Zwischenfazit: Was ist von der Aussage meiner wirtschaftsethischen Kollegen zu halten, Unternehmen seien moralisch verpflichtet, die staatlich ergriffenen Wirtschaftssanktionen auf freiwilliger Basis durch Boykott und Embargo eskalieren zu lassen? – Meiner Einschätzung nach haben wir es hier mit einem Moralurteil zu tun, von dem nicht klar absehbar ist, ob es wirklich dazu beiträgt, Leid und Tod unschuldiger Menschen zu vermindern. Es könnte sogar sein, dass es die Übel in dieser Welt unabsichtlich vermehrt. Die möglichen Kollateralschäden dürften sogar immens sein. Deshalb frage ich mich (und meine Kollegen sowie das allgemeine Publikum): Beruht die vorgebliche Gewissheit, „das richtige Handeln“ zu kennen und es dann von Unternehmen im obligationistischen Modus moralischer Verpflichtung vehement einzufordern, vielleicht auf einem Mangel an kognitiver Demut und einem Überschuss an ethischer Autosuggestion?

Zweiter Einwand

Meine wirtschaftsethischen Kollegen stützen ihre Argumentation auf den bemerkenswerten Satz: „Friedman war gestern“[5]. Gemeint ist Milton Friedman, der im Jahr 2008 gestorben ist. Aber soll hier wirklich insinuiert werden, dass seine Argumente gleich mit ihm gestorben sind? Und dass deshalb Unternehmen verpflichtet seien, dem gesellschaftlichen Wunsch nachzukommen, „aktiv Maßnahmen zu ergreifen, die den Aggressor Russland wirtschaftlich (und damit sowohl außen- wie innenpolitisch) schwächen“[6]?
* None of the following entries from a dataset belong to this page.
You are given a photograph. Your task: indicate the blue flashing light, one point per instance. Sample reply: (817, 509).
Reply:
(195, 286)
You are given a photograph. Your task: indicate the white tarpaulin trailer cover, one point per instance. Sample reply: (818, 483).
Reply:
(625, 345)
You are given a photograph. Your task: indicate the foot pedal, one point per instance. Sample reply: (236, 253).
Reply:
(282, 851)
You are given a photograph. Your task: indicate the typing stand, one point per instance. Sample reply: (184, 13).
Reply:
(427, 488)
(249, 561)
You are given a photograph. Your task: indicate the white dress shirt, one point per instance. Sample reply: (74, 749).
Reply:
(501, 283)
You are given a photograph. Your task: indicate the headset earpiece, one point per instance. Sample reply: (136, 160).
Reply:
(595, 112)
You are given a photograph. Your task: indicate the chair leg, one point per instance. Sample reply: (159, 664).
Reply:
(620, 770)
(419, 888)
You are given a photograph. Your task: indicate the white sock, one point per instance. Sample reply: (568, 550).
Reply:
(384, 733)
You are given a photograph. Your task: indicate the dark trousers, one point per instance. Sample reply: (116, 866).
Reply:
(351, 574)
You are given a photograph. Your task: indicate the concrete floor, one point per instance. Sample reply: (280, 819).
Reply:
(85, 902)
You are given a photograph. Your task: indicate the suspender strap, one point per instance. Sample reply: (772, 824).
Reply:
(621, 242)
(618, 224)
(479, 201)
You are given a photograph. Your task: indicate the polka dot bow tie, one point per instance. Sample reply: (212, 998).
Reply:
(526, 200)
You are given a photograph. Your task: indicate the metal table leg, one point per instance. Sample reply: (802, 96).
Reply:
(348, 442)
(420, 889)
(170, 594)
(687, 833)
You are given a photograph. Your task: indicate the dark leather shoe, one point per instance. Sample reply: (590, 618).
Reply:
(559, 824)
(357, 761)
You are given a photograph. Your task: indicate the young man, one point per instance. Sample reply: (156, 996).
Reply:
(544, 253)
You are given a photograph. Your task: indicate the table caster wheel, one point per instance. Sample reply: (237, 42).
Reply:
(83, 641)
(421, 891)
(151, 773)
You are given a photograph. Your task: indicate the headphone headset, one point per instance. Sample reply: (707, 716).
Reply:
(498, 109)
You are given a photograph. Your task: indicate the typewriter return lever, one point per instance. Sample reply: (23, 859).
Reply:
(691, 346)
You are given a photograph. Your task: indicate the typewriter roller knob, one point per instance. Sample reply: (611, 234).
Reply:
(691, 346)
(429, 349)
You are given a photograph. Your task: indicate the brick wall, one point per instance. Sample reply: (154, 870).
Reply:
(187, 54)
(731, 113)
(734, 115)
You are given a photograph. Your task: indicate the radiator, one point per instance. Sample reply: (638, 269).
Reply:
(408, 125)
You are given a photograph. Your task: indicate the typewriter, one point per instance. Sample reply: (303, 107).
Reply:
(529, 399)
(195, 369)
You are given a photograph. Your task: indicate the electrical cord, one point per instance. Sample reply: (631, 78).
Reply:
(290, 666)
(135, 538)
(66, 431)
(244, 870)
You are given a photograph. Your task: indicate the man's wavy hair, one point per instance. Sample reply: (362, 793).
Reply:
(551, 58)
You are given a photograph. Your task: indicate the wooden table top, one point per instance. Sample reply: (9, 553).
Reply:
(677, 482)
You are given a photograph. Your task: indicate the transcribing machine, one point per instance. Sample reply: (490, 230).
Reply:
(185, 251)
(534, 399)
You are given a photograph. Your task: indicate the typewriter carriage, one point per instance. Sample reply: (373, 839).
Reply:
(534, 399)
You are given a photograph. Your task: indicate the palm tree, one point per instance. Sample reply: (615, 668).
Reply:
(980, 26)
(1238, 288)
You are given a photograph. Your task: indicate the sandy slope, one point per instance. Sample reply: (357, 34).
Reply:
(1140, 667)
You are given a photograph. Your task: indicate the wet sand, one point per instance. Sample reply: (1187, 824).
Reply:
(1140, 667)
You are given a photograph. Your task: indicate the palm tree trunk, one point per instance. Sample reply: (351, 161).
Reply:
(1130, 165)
Dass Friedman keineswegs passé ist, erkennt man m.E. recht schnell, wenn man sich vergegenwärtigt, dass er eigentlich nur ein Argument wieder aufgegriffen hat, das sich bereits bei Immanuel Kant findet. Der hatte in seinem berühmten Aufklärungsaufsatz aus dem Jahr 1784 die Unterscheidung zwischen einem (stark eingeschränkten) privaten und einem (uneingeschränkten) öffentlichen Vernunftgebrauch eingeführt. Der öffentliche Vernunftgebrauch findet in der Arena eines gesellschaftlichen Diskurses statt, wo jeder frei sein sollte, seine (abweichende) Meinung kundzutun. Der private Vernunftgebrauch hingegen betrifft die Pflicht eines Auftragnehmers, seinem Auftraggeber gegenüber vertragstreu zu bleiben. Hier ist der einzelne nicht frei, von seinen Vertragspflichten abzuweichen und nach eigenem Gusto zu handeln. Dafür gab Kant die bemerkenswerte Begründung, dass sonst „die Geschäfte leiden“[7]. Hierbei hatte Kant nicht primär die Geschäfte von Unternehmen im Blick, sondern die Staatsgeschäfte sowie die Geschäfte von zivilgesellschaftlichen Organisationen wie etwa Kirchengemeinden. Friedman hingegen überträgt dieses ursprünglich Kantsche Argument auf das Verhältnis zwischen Managern und Unternehmenseignern.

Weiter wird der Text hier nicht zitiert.